D’après Walid Tritar, président de la Fédération interprofessionnelle du tourisme (Fi2t), le «all inclusive» n’est plus un choix mais plutôt une nécessité imposée par le marché ! Quel marché ? Dites, plutôt, imposé par les tours opérateurs étrangers qui poussent nos hôteliers à davantage de concessions. Ces derniers répondent à toutes les exigences des TO qu’ils justifient avec des arguments oiseux, tout en fermant les yeux sur le bradage des prix, le mal chronique dont souffre le tourisme tunisien !
Habib Glenza, à Lödz
On comprend maintenant pourquoi 177 hôtels ont été obligés de fermer en 2025, ce qui représente environ 60 000 lits (25% de la capacité d’hébergement) comme il a été révélé par le directeur général de l’ONTT Mohamed Mehdi Haloui.
Ces fermetures sont dues à des difficultés financières, ce qui revient à dire que les hôteliers ne gagnent pas suffisamment d’argent et ne rentrent pas dans leurs frais… mais au lieu de changer de méthode, ils trouvent encore le moyen d’ajouter au séjour à bas prix, le all inclusive et le bradage des prix.
Laissons parler les chiffres
Le bilan de l’activité touristique est nettement en deçà des résultats de nos concurrents directes au sud de la Méditerranée : Maroc, Egypte et Turquie.

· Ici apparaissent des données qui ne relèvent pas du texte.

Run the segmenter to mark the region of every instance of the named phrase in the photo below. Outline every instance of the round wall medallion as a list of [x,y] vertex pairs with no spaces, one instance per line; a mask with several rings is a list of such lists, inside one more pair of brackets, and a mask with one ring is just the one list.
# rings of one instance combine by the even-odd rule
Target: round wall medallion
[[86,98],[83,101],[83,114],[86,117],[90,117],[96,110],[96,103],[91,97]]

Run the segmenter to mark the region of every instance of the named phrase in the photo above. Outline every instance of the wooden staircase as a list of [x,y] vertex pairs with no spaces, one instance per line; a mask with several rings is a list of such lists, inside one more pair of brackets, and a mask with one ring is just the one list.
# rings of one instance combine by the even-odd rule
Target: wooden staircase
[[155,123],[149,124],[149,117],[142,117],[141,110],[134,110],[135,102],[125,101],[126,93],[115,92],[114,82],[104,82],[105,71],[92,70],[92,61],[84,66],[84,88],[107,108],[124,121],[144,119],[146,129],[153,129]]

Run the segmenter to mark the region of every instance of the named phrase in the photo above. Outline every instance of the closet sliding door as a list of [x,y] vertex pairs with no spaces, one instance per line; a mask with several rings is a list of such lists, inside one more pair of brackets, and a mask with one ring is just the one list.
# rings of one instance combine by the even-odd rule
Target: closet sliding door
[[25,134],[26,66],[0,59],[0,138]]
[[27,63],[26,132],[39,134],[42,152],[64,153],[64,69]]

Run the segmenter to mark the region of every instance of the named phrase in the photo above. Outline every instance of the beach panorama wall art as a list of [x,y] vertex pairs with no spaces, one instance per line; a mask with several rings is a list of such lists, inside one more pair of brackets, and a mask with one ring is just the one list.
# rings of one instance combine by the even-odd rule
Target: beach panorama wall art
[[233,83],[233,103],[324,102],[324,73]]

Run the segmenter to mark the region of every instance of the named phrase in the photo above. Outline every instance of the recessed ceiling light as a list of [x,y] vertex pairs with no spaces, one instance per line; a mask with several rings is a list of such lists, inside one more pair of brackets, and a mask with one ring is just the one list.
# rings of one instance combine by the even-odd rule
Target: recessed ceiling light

Les recettes, en devises, de l’exercice touristique 2024/2025 :
– Turquie : 65,2 milliards de dollars pour 62 millions de touristes ;
– Egypte : 14 milliards de dollars pour 15,7 millions de touristes ;
– Maroc : 14 milliards de dollars pour 19,8 millions de touristes ;
– Tunisie : 2,5 milliards de dollars pour 11 millions de touristes.
Une simple analyse des recettes rapportées au nombre de touristes hébergés, nous donne les résultats suivants :
– Turquie : 1 500 dollars par touriste (environ 4 900 dinars) ;
– Egypte : 892 dollars par touriste (environ 2 900 dinars) ;
– Maroc : 710 dollars par touriste (environ 2 300 dinars) ;
– Tunisie : 227 dollars par touriste (environ 740 dinars).
Il résulte donc de l’analyse de ces chiffres que le touriste qui se rend en Turquie dépense 7 fois plus que celui qui visite la Tunisie, l touriste qui se rend en Egypte dépense 4 fois plus que celui qui visite la Tunisie et le touriste qui se rend au Maroc dépense 3 fois plus que celui qui visite la Tunisie. Et dire qu’il fut un temps, dans les années 1980 et 1990, où notre pays était leader en Afrique du Nord en termes d’entrées et de recettes ! C’était avant l’adoption de la panacée du all inclusive…
Monsieur Tritar, voilà à quoi nous mène votre politique, qui défend le all inclusive comme étant une nécessité et non un choix, vers davantage de difficultés financières pour l’ensemble du secteur touristique tunisien. N’oubliez jamais que des banques de développement touristiques ont fait faillite, dont la BNDT et la BDET, en raison des difficultés de remboursement des crédits accordés aux hôteliers !
Continuez à justifier et à pratiquer le all inclusive et, peut-être, d’autres gratuités, et vous allez accélérer la mort du tourisme tunisien, qui est déjà moribond, en dépit des déclarations d’autosatisfaction des responsables du secteur qui ne trompent plus personne.
Comment redresser un tourisme tunisien moribond ?
Mes conseils de professionnel du secteur pour un redressement réel de la situation actuelle du notre tourisme avant qu’il ne coule :
1 – relevez le taux annuel d’occupation qui se trouve sous la barre des 45% en recourant à des formules plus fructueuses que le all inclusive ;
2 – améliorez les services rendus, en particulier dans les hôtels 4 et 5 étoiles ;
3 – luttez contre le bradage des prix ;
4 – choisissez sans plus tarder un programme de formation continue pertinente ;
5 – mettez en œuvre un programme de formation de base, en particulier dans le secteur de la buanderie qui laisse beaucoup à désirer.
A propos de buanderie, ce sous-secteur ne bénéficie d’aucune attention ni de la part des hôteliers, ni de celle de l’ONTT (absence de formation à l’Iseth de Sidi Dhrif et aux Centre régionaux de formation relevant de l’ONTT).